Das hatte allerdings schon vor dem Spiel festgestanden. Nur der Gegner war noch unklar. Seit gestern steht er fest: Der Gruppendritte Deutschland trifft am Dienstag auf Spanien. Das weckt unangenehme Erinnerungen an das Aufeinandertreffen vor vier Jahren in Sydney. Damals hatte Kretzschmar den entscheidenden Wurf gegen die Latte gesetzt, im Gegenzug schoss Spanien den Siegtreffer zum 27:26. Die Erinnerung daran ist noch überaus präsent. „Mit denen haben wir noch eine Rechnung offen“, sagte Kreisläufer Christian Schwarzer. Auch Stefan Kretzschmar will den Fehlwurf wiedergutmachen, der ihn die vergangenen vier Jahre in jedem Traum eingeholt hat. „Das haben wir uns doch alle gewünscht, oder?“

Frankreich und Europameister Deutschland, die neben Weltmeister Kroatien zum engsten Favoritenkreis auf den Olympiasieg zählen, hatten von Beginn großartigen Tempo-Handball für die 6500 Zuschauer im Sportpavillon des Athener Faliro-Komplexes geboten. Nichts war davon zu spüren, dass beide Teams schon für das Viertelfinale qualifiziert waren. Wie schon bei den vergangenen Aufeinandertreffen entwickelte sich ein körperbetontes Spiel. Bei der EM im Januar (29:29) und im WM-Halbfinale von 2003 (23:22 für Deutschland) war es ähnlich intensiv zugegangen. Gestern erwischten die Franzosen den besseren Start, nach starken Anfangsminuten in der Abwehr führten sie 6:3. Gegen den vorgezogenen Bertrand Gille fand der deutsche Rückraum dagegen zunächst kaum Lösungen. Doch mit der Zeit stellte sich der deutsche Mittelblock in Person von Volker Zerbe und Petersen besser auf den Rückraumschützen Fernandez ein, wie Zerbes starker Block gegen den sprungstarken Halblinken zeigte.

Der Mann vom TBV Lemgo war es auch, der seine Mannschaft mit einem seiner vier erfolgreichen Sprungwürfe mit 8:7 in Führung brachte.
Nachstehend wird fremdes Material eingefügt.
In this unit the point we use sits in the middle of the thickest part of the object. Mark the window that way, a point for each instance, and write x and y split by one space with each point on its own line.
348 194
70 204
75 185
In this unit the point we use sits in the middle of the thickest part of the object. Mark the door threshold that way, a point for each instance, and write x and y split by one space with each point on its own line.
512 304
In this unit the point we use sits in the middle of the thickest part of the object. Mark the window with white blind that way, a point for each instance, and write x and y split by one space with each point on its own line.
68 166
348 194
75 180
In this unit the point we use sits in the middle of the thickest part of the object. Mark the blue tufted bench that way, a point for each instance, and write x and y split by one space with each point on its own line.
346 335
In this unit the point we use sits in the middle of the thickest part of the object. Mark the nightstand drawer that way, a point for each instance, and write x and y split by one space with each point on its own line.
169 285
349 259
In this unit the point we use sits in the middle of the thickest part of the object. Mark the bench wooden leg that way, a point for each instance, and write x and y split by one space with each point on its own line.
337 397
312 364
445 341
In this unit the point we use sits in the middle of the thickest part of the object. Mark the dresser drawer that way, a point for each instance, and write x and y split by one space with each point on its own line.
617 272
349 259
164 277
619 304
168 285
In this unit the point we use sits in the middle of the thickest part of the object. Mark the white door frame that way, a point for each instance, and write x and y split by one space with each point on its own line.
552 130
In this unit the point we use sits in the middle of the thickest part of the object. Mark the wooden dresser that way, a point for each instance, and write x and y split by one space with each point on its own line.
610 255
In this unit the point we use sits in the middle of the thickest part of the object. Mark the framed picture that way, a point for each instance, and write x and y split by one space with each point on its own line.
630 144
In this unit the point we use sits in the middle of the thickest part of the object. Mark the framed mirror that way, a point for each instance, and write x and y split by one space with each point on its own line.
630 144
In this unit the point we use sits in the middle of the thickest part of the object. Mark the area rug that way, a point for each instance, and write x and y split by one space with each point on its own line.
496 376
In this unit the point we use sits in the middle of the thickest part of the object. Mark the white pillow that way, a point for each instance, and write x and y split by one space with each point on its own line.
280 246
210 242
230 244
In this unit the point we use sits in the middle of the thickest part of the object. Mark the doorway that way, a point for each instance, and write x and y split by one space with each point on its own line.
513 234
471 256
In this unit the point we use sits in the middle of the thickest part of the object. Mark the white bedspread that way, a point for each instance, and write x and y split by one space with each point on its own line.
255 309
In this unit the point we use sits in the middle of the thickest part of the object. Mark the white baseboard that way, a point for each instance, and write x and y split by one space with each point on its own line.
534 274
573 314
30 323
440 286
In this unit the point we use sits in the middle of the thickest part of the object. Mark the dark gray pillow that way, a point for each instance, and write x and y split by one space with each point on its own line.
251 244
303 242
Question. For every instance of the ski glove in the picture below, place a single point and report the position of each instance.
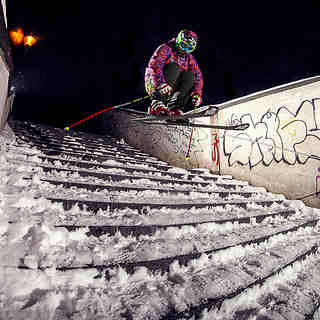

Rechtsaußen Florian Kehrmann baute diese mit einem Tempogegenstoß zum 11:9 aus, aber die engagierten Franzosen verloren nie den Anschluss. Zur Halbzeit führte Deutschland mit 12:11, aber ab Mitte der zweiten Halbzeit „gab die größere Substanz der Franzosen den Ausschlag“, wie Bundestrainer Heiner Brand bemerkte. Die Franzosen profitierten nun davon, zwei annähernd gleichwertige Rückraumreihen einsetzen zu können – während sich bei den Deutschen der Ausfall des Halblinken Pascal Hens bemerkbar machte. Später verletzte sich auch Spielmacher Daniel Stephan leicht. Spätestens mit dem 20:25 sechs Minuten vor Schluss durch Fernandez war das Spiel entschieden.

„Diese Niederlage wirft uns nicht um“, sagte Brand nach dem Spiel. Doch zwei Niederlagen in Folge hat es für die deutsche Mannschaft letztmals vor vier Jahren bei einem großen Turnier gegeben: bei Olympia in Sydney. Das Ende ist bekannt.